As late as the mid-to-late 19th century, the practice of White moving first had not yet become standard. George Walker in his popular treatise The Art of Chess-Play: A New Treatise on the Game of Chess (4th edition 1846), set forth the rules of London's St George's Chess Club in June 1841. "Law III" provided that the player who moved first had the choice of color; if the players played more games at the same sitting, the first move would alternate, but each player would continue to use the same colored pieces as he had in the first game. Staunton observed in 1871 that "many players still cultivate the foolish habit of playing exclusively with one colour."

On October 19, 1857, Mr. Perrin, the Secretary of the New York Chess Club, informed those assembled at the First American Chess Congress that he had received a letter from Johann Löwenthal, a leading English master, "suggesting the advisableness of always giving the first move in public games, to the player of the white pieces". Löwenthal also wrote that London's chess clubs had adopted a new rule that White always moves first. The club evidently did not follow Löwenthal's advice, since in its match the following year against its Philadelphia counterpart, Philadelphia played White in both games, but moved first only in the second game.

Chess historian Robert John McCrary writes that the earliest rule he has found requiring that White move first is Rule 9 given on page 126 of the New York, 1880 tournament book, which specified, "In each round the players shall have the first move alternately; in the first game it shall be determined by lot. The one having the move, in every case, is to play with the white pieces." McCrary observes:
Prior to that, it had gradually become conventional, over a number of years, to have White move first in published analysis, and by about 1862 to have White move first in all published games. But it was evident that players could in many cases choose Black when they had the first move, even if the published game-score indicated that White had moved first.

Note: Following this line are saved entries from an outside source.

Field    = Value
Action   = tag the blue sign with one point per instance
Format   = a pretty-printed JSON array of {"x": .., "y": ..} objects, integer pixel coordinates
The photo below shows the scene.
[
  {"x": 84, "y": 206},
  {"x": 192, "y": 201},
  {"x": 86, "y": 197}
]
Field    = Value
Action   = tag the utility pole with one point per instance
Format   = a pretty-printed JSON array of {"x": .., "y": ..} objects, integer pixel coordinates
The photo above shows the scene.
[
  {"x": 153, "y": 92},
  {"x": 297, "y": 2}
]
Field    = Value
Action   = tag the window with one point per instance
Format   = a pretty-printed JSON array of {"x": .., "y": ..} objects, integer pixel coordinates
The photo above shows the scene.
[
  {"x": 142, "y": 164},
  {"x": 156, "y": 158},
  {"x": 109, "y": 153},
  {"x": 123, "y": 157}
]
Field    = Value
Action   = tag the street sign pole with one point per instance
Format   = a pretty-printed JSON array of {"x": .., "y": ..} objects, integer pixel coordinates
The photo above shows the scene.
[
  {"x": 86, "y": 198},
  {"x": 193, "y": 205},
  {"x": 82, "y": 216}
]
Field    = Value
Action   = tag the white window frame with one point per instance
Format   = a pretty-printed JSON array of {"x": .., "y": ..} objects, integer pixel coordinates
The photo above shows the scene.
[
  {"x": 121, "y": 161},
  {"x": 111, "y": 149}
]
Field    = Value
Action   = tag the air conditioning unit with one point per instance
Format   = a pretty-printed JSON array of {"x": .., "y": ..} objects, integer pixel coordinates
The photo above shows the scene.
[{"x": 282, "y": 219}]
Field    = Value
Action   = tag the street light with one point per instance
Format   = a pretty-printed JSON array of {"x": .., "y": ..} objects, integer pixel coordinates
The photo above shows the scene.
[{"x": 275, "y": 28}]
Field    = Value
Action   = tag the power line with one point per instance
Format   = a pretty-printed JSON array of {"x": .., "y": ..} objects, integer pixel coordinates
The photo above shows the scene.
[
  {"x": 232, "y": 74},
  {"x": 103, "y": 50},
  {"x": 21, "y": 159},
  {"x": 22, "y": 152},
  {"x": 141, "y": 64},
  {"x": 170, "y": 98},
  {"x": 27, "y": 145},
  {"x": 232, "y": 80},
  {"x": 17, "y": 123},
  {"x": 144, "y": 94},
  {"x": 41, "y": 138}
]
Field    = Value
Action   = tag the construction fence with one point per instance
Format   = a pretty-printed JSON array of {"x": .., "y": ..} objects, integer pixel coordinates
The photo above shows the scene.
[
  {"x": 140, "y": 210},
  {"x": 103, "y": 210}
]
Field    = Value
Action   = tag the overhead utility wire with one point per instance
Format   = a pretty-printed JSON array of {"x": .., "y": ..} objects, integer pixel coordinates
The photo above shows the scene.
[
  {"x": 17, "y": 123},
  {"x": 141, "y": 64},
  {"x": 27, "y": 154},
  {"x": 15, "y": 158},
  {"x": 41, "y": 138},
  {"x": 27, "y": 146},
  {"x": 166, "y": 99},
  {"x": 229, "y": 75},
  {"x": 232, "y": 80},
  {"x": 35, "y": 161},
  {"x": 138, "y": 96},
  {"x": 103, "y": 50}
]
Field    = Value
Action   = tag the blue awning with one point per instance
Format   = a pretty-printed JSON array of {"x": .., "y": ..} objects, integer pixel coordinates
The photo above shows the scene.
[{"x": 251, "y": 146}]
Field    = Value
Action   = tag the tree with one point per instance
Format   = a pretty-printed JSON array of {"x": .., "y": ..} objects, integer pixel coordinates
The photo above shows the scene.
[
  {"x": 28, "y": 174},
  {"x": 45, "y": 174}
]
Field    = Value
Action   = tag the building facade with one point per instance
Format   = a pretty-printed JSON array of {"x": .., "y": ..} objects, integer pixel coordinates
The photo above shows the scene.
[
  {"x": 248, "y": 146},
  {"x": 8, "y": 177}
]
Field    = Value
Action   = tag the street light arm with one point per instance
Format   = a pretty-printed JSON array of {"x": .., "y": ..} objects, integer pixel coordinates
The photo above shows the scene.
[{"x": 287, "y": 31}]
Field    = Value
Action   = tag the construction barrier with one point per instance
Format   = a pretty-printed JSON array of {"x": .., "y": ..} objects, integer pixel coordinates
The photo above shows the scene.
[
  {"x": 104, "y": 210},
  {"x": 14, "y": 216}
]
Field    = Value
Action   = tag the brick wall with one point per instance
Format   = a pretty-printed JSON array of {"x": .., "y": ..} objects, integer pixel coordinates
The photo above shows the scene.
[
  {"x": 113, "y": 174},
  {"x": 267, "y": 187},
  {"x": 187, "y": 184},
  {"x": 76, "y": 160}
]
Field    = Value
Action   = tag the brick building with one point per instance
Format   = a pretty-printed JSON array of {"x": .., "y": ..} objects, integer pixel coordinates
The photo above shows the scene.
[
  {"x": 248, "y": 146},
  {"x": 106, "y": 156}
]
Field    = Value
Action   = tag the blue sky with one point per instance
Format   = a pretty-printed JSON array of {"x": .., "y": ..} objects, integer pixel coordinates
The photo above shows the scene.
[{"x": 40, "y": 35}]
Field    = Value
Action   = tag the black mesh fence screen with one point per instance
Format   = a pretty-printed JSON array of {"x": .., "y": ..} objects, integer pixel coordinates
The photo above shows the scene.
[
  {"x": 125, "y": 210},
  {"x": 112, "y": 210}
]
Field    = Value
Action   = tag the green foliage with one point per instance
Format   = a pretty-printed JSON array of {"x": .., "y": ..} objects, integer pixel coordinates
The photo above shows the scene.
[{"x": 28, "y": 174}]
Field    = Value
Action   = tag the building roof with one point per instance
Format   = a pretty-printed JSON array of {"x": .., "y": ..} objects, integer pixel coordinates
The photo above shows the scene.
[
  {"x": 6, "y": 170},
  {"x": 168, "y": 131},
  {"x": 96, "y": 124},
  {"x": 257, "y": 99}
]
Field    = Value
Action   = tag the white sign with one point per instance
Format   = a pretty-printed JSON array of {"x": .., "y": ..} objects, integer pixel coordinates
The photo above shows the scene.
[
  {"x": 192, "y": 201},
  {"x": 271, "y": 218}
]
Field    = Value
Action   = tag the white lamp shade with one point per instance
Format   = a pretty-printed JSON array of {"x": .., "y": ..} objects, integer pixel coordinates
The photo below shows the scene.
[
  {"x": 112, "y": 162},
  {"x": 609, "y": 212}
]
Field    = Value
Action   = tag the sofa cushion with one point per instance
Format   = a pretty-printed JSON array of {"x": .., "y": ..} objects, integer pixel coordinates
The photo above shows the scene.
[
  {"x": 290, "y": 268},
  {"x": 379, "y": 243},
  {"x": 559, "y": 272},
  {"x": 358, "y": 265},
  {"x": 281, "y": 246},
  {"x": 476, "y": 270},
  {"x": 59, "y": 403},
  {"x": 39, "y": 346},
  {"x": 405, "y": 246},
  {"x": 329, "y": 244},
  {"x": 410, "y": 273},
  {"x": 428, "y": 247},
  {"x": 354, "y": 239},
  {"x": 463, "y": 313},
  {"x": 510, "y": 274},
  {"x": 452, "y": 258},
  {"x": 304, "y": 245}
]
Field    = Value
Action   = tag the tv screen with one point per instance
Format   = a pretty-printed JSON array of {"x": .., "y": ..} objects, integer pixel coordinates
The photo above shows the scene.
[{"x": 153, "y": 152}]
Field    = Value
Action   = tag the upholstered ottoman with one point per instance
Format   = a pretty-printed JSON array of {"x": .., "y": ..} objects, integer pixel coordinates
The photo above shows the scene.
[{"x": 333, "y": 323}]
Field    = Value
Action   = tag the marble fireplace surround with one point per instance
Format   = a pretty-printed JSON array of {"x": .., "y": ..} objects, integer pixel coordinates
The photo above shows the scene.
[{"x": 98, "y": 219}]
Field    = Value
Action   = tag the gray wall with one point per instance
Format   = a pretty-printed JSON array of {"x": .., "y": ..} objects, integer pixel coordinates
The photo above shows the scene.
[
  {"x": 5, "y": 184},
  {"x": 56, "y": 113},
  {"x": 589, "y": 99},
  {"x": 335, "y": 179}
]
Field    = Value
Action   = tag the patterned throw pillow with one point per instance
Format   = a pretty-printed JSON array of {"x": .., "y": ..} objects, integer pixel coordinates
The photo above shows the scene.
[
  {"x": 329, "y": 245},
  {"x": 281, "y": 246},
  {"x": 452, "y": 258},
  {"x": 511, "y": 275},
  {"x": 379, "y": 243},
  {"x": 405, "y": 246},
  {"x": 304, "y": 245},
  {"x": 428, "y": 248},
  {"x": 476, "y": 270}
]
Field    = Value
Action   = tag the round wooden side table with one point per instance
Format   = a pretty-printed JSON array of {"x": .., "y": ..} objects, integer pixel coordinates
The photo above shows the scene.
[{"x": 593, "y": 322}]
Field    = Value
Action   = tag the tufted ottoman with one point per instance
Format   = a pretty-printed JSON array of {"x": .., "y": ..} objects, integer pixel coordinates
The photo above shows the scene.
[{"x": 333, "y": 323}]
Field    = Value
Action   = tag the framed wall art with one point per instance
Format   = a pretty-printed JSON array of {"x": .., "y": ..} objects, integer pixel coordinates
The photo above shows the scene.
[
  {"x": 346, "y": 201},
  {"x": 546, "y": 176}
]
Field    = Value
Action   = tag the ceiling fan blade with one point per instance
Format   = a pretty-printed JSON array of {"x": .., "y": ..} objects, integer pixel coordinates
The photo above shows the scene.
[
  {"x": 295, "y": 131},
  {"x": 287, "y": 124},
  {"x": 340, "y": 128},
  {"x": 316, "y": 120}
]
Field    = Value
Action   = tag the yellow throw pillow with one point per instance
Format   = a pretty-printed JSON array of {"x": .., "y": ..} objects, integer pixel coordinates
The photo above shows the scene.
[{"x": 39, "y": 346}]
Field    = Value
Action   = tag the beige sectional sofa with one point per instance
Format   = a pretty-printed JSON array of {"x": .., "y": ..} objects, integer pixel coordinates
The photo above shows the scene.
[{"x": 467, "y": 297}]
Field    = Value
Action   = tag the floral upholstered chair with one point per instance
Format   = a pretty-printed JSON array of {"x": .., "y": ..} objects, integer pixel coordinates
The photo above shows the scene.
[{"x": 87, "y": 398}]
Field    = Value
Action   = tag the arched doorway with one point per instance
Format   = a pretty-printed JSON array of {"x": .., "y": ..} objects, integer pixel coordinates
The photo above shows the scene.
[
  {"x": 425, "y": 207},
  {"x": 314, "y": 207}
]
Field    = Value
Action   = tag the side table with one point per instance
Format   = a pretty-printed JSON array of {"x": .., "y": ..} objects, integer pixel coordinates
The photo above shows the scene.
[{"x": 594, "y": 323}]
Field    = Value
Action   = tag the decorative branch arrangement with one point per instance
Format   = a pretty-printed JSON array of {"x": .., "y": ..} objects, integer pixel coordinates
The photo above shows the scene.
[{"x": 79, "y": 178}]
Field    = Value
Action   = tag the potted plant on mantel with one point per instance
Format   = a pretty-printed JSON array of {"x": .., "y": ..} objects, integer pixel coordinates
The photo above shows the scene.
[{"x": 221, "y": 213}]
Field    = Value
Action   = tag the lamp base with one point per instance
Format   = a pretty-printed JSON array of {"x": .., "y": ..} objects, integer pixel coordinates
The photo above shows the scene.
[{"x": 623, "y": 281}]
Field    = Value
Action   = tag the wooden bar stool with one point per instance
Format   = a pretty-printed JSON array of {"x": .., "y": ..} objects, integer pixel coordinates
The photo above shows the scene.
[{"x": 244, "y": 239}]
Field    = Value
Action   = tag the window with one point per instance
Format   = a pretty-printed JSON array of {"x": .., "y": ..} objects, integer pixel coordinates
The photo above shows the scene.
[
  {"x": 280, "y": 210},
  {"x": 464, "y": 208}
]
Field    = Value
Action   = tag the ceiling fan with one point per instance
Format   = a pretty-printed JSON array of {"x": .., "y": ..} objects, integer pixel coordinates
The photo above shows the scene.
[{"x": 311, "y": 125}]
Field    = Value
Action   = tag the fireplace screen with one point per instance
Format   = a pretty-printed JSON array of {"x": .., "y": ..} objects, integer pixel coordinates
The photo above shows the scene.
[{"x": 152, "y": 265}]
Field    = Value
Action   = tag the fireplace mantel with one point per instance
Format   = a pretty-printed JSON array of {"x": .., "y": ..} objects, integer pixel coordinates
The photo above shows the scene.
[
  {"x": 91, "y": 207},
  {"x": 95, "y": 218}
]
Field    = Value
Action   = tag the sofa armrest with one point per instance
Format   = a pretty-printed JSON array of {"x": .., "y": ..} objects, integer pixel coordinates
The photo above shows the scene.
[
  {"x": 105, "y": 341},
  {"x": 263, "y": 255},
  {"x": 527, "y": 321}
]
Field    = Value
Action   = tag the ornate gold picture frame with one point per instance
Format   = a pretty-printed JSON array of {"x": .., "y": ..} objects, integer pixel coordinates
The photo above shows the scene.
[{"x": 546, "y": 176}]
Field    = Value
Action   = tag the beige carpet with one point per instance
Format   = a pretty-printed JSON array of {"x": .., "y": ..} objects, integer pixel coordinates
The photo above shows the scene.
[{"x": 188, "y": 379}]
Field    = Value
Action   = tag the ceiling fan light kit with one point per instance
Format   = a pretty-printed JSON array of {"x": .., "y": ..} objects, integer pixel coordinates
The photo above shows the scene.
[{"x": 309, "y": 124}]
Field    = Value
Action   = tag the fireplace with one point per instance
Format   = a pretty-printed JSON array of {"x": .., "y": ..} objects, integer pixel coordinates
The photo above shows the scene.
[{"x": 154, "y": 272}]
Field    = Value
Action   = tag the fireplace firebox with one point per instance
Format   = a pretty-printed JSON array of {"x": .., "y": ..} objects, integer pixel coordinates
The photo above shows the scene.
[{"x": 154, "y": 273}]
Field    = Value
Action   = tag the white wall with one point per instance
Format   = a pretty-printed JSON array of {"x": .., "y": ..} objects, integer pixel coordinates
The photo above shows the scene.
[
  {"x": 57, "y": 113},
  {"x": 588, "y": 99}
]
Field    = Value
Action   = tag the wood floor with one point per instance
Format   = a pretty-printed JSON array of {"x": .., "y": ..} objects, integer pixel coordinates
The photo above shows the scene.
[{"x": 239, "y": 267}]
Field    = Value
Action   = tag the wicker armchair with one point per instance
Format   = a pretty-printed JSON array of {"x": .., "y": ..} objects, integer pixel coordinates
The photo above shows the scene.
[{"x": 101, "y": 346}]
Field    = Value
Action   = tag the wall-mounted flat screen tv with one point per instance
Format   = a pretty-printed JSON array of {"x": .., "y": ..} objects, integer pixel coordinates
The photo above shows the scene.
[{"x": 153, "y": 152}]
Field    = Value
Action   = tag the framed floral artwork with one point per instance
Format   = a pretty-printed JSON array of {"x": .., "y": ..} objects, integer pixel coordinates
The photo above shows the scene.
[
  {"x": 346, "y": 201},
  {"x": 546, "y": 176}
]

Three years after the example cited by McCrary, the "Revised International Chess Code" issued at the London 1883 tournament (one of the strongest in history) provided that the player who won by lot the right to move first had the choice of color.

In 1889, Wilhelm Steinitz, the first World Champion, wrote that "In all international and public Chess matches and tournaments ... it is the rule for the first player to have the white men". Emanuel Lasker, the second World Champion, stated in Lasker's Manual of Chess (first published in 1927) that "White makes the first move".

==First-move advantage==

There has been debate among chess players since at least the 18th century about whether playing first gives White a significant advantage. Statistical analysis shows that White scores between 52 and 56 percent at most levels of play, with White's margin increasing as the standard of play improves.